Do you have thousands of images on your hard disk and want to find them using a simple text query? This step-by-step guide will help you feed your local image library to a local AI, which will generate meaningful descriptions and keywords for them. The results are then stored in a structured format in a document-oriented database — all completely under your control on your own machine!

This setup demonstrates the use of Apache NiFi to integrate freely available LLMs (large language models) without relying on external AI services like ChatGPT. Once set up, it runs entirely offline.

Setup and Walk-Through

After checking out this GitHub project, start the Docker containers that are configured in docker-compose.yml on your command line:

docker compose up -d

Download LLMs with Open WebUI

After docker downloaded the image files and started up the containers, open Open WebUI in your browser at http://localhost:3333 . Except for the model administration using WebUI is purely optional for our showcase, but it’s a useful (and fun!) way to experiment and track your models.

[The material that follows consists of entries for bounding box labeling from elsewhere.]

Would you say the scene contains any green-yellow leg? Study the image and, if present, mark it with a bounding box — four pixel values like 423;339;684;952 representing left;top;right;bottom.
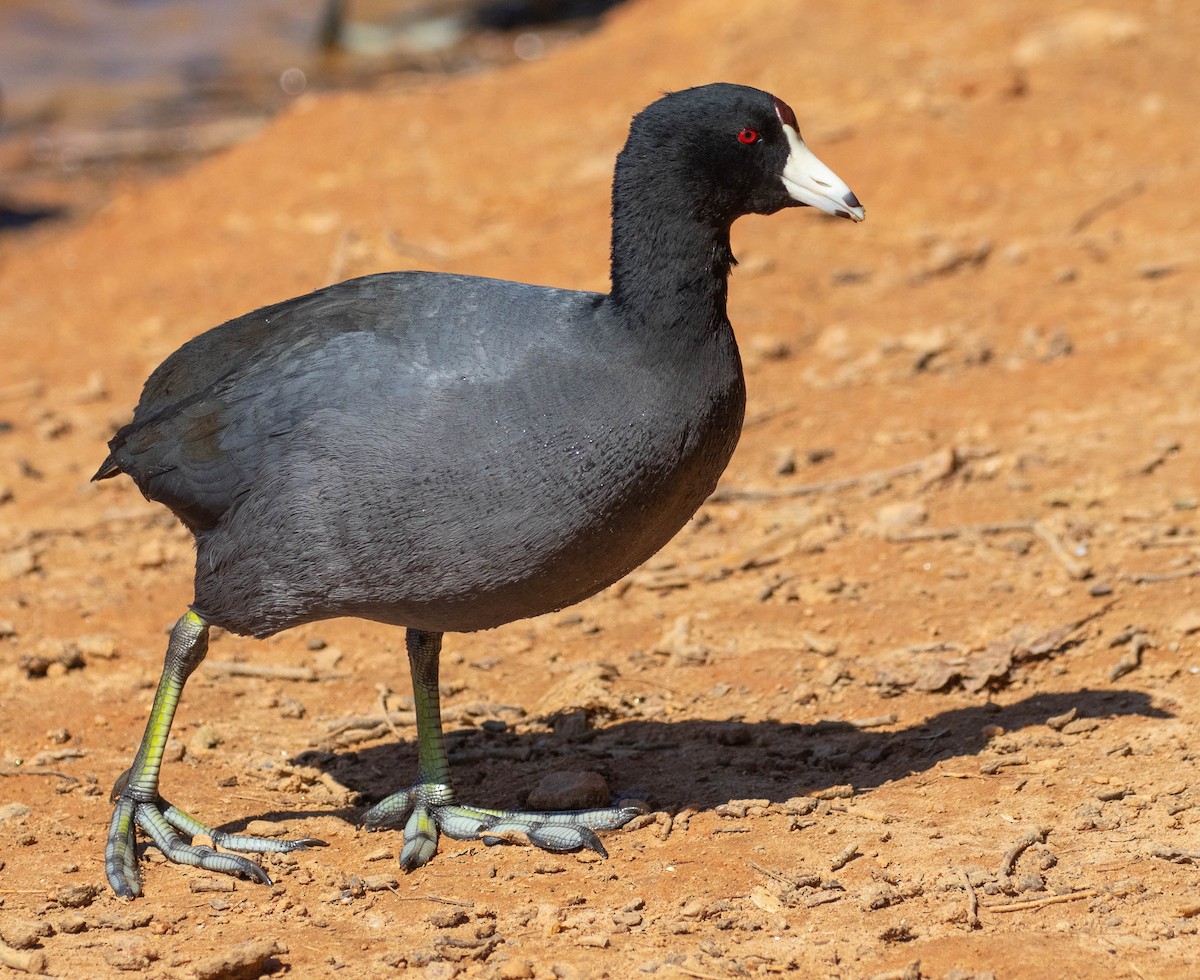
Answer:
364;630;646;871
104;609;322;898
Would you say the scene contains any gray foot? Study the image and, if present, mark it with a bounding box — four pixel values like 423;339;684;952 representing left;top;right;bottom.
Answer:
362;783;647;871
104;782;325;898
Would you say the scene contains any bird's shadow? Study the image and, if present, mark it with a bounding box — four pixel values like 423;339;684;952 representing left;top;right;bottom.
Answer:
213;689;1172;830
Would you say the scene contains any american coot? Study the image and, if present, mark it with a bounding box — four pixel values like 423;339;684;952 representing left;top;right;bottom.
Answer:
95;84;863;896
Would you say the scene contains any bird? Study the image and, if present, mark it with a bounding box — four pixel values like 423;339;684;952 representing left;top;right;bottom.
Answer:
92;83;865;898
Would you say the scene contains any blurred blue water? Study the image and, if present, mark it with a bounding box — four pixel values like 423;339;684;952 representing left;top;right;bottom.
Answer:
0;0;324;134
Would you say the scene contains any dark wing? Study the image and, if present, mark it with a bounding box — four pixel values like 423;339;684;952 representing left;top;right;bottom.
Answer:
92;273;409;531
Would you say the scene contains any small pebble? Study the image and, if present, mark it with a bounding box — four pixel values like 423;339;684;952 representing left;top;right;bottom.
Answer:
528;770;612;810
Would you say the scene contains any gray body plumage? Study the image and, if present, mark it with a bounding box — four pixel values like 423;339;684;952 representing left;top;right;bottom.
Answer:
102;272;744;636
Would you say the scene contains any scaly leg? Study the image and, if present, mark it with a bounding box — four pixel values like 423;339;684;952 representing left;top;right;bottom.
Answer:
104;609;324;898
364;630;646;871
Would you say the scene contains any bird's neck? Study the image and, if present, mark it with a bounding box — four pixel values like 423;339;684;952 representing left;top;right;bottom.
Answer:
608;167;734;348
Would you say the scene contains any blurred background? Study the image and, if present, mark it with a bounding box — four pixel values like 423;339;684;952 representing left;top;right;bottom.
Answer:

On your first access, you’ll need to create an account. Don’t worry — everything is stored locally on your machine.

First, we need to download a language model. Since the model is about 4.4 GB, the download may take some time.

Open up the admin panel:

admin panel

Go to the model settings:

model settings

Download the "llava:7b" model to our local Ollama instance:

download model

Llava is a multimodal model, meaning it can process images as well. The "7b" version is the smallest available and sufficient for now. When the download is finished, close the dialog. Now, let’s start a chat (click "New Chat"):

first chat

You can also upload pictures and as questions about them:

chat about picture

Set Up the BaseX Database

To store all image file information in a centralized location, we use a database. Here, we use the XML document database BaseX. All we need for now is to create a named database instance.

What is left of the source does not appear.